At the time, however, Pendleton had been a little hacked off. But once he explained the situation to the guards—no easy feat, considering the fact that he barely knew what was going on himself—and once he was strip-searched and interrogated for more than an hour by the Puerto Rican authorities; everything was fine. Well, sort of fine. There was that compulsive need for a shower he still hadn’t quite shaken.

Luckily for him, he noted the terminal toward which Kit was running before they slapped the handcuffs on him. Unluckily for him, it emptied out into a half-dozen gates, any of which could have been her final destination. He had to resort to his dubious masculine wiles and his questionable good looks to cajole a terminal operator to search the manifests for a name. Thanks to the warning he received from the other Hensley’s VPs, not for the name Katherine Atherton McClellan, either.

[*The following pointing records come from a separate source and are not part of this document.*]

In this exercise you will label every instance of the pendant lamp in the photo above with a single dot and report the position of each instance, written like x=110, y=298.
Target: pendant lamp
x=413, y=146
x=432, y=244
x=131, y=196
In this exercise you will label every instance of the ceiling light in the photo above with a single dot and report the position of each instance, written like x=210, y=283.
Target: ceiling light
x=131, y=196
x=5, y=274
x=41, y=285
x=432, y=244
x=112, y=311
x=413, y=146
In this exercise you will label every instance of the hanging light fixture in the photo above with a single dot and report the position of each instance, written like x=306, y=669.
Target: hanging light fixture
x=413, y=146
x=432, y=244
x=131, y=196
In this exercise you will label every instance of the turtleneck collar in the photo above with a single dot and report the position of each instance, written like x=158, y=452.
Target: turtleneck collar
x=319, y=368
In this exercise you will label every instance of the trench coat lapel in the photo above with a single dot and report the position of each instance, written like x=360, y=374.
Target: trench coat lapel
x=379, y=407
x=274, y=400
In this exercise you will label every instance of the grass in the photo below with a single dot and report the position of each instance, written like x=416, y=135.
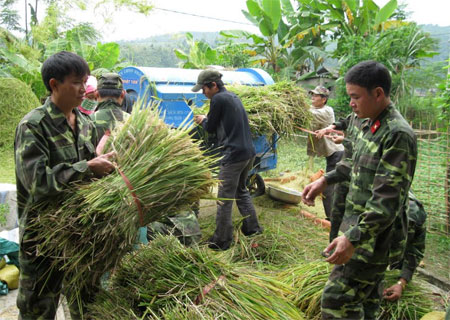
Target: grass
x=292, y=156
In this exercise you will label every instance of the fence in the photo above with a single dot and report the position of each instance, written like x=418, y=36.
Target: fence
x=432, y=178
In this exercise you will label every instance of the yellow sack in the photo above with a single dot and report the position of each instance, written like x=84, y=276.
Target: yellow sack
x=10, y=275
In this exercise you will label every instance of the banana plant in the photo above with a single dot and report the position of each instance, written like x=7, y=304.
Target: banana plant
x=268, y=47
x=200, y=54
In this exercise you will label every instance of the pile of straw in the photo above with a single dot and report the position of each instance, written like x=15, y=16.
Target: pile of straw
x=97, y=222
x=309, y=280
x=165, y=280
x=276, y=108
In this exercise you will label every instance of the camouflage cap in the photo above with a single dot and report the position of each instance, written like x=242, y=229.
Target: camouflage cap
x=320, y=90
x=206, y=76
x=109, y=81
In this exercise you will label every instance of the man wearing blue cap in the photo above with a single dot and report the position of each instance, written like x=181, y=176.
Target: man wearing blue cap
x=228, y=119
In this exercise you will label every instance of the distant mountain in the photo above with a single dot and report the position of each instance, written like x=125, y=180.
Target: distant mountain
x=158, y=51
x=442, y=34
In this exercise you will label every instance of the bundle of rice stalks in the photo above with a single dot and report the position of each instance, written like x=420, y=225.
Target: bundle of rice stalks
x=159, y=172
x=16, y=100
x=166, y=280
x=414, y=303
x=309, y=281
x=276, y=108
x=283, y=242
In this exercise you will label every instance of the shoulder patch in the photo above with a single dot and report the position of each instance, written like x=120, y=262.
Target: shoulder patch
x=375, y=126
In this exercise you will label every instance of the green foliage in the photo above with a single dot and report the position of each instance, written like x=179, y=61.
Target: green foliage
x=442, y=100
x=231, y=52
x=149, y=55
x=141, y=6
x=16, y=100
x=200, y=54
x=9, y=18
x=4, y=210
x=400, y=57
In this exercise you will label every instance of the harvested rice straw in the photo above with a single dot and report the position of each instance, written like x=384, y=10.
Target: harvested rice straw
x=97, y=222
x=309, y=280
x=165, y=274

Ultimately, Pendleton and the employee performing the search—a charming young woman named Rafaela, to whom he owed a night of dinner and dancing the next time he found himself in San Juan—decided the person traveling first class under the moniker Anne O’Cleves was, more than likely, the object of his pursuit. And how fortuitous that the plane had a three-hour layover before flying off to St. Maarten, so it was still on the ground.

It wasn’t pretty removing Kit from that plane. And now here he sat with the queen herself, in front of her palace, wanting to chop off Her Majesty’s head.

“We’re home, Your Highness,” he stated unnecessarily. “Now get the hell out of my car.”

She uttered a soft sigh. “Gee, Pendleton. Keep being so nice to me, and you’re going to turn my head.”

“Get out of my car,” he repeated, surprised at how even he managed to keep his voice.

She eyed him thoughtfully for a moment. “You’re still steamed about the San Juan thing, aren’t you?”

Somehow, he refrained from comment.

“How many times do I have to tell you? I’m really sorry. It was just a joke. I had no idea they’d actually strip-search you.”

“Get out. Now.”

“Aren’t you going to walk me to the door?”

“No.”

“Daddy’s going to be disappointed if you don’t carry me in thrown over your shoulder, kicking and screaming.”

“No.”

“Oh, come on, Pendleton. It’ll be fun.”

“No.”

“Novak carried me in that way.”

“No.”

She sighed heavily again and settled back into her seat, clearly not going anywhere.

“Miss McClellan, I have better things to do with my time than be a plaything for you and your father. You’ll excuse me if I reiterate. Get…out …of …my …car.”

She folded her arms over her midsection. “Daddy won’t be pleased. And you won’t have a car for me to get out of if you lose your job. The repo guys will come and take it back to Status Symbols-R-Us. Then where will you be?”